# Bba...



## Tikulila (Feb 18, 2011)

hey all,

my aquarium is being taken over by BBA. ( i think) 

i just cant seem to defeat it, and the plant cant either. i added soem shrimp now, but it wont help in the short term, any ideas on what to do, 

13G (50L) tank.

38W light

No CO2


----------



## rlswaney73 (Jul 21, 2011)

BBA, increasing CO2 helps get rid of it, you dosing excel at all? excel will kill it but if you have vals and few other plant types it can kill them as well.


----------



## Tikulila (Feb 18, 2011)

i dont want to go into CO2, but if there is no other option, i will do it. I live in israel, so no Exel here. mz new shrimp (wild type Neocaridina, although some look like snowball shrimp) thez seem to like the algea, but i dont think itll help...


----------



## jeff5614 (Feb 15, 2006)

The easiest thing would be to reduce the light. Raise the fixture or use fewer bulbs. IME, increasing CO2 doesn't necessarily always help since there seems to be more involved. Keep up with regular water changes, remove dead leaves, excess food, etc., but lowering your light will be the most effective at slowing it down and stopping it since I think you have too much light not to be using CO2.


----------



## niko (Jan 28, 2004)

Your tank is dirty.

It may look completely clear to you but it is dirty. You have organics floating all over and the BBA eats them. Something is or went wrong with your biofilter at some point.

Solution: Change 10% water every other day. Remove all BBA you can every day. Feed the fish less and more rare. Make sure your biofilter is large enough and the flow is not good today and slower 3 days later. 

Excel helps. With shrimp you risk killing them.

--Nikolay


----------



## Tikulila (Feb 18, 2011)

dont have a filter, its hard to find shrimp safe filters here.

i have just done a 40% water change, i took all plants out and am going to clean them all.

if there is any place you can offer a cheat shrimp safe filter, i live in israel, so its hard to finds some.

thanks

Edit:

light is not 38W, but 36.
how many Hours should i lower it to, is 8 ok, or should i do 6 and up it slowly?


----------



## niko (Jan 28, 2004)

Any canister filter is good.
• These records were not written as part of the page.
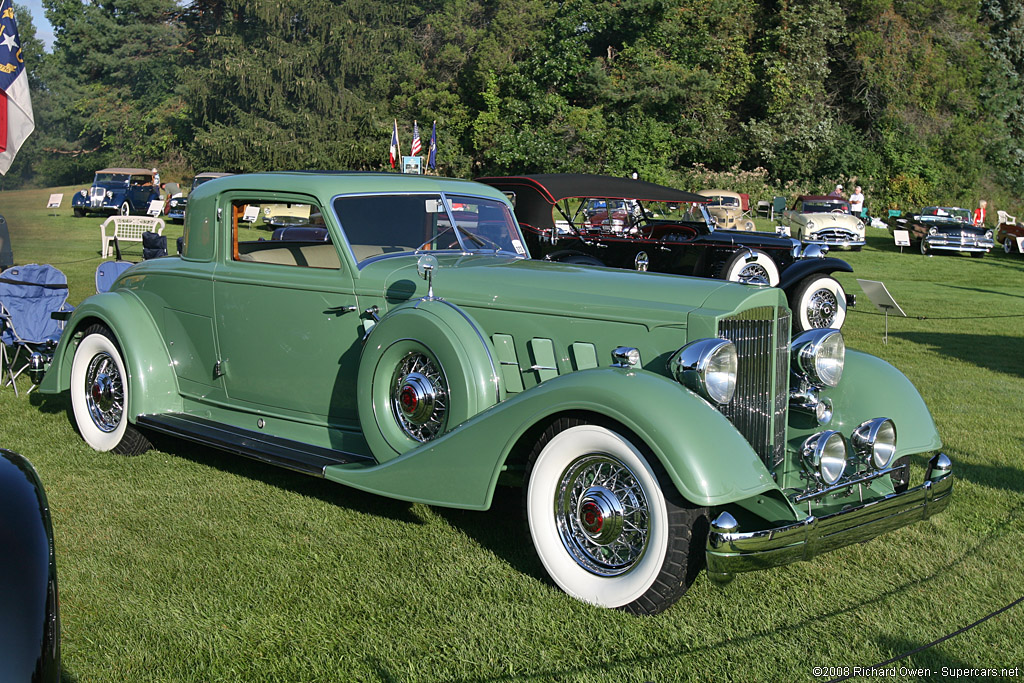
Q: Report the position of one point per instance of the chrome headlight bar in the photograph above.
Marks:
(709, 368)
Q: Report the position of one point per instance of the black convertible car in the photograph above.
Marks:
(625, 223)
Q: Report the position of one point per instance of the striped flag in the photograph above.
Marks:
(417, 146)
(432, 150)
(16, 121)
(395, 152)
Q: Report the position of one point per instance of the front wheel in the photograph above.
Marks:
(819, 301)
(751, 266)
(99, 394)
(607, 523)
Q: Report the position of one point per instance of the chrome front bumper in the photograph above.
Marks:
(731, 551)
(958, 244)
Just wrap a piece of fine mesh fabric around the intake pipe. A sock, or a sponge.

Do not try to use mechanical filtration or activated carbon. Use 100% biofiltration. Once the tank has gotten clean from frequent water change the biofilter can actually keep up and maintain the tank clean.

Removing the plants and cleaning them is not going to get rid of the BBA. The problem is organics in your tank. That is where the cleaning needs to happen.

--Nikolay


----------



## Tikulila (Feb 18, 2011)

ok, so i have a canister,per Hour: 600 (tank is 50) L so X12.

the canister has normal sponge, i dont have spare socks, any other good idea for a fabric, and 1 canister or 2? also, i can make a Hydro sponge filter in a few days.


----------



## Tikulila (Feb 18, 2011)

will a DIY sponge filter work?
thanks.


----------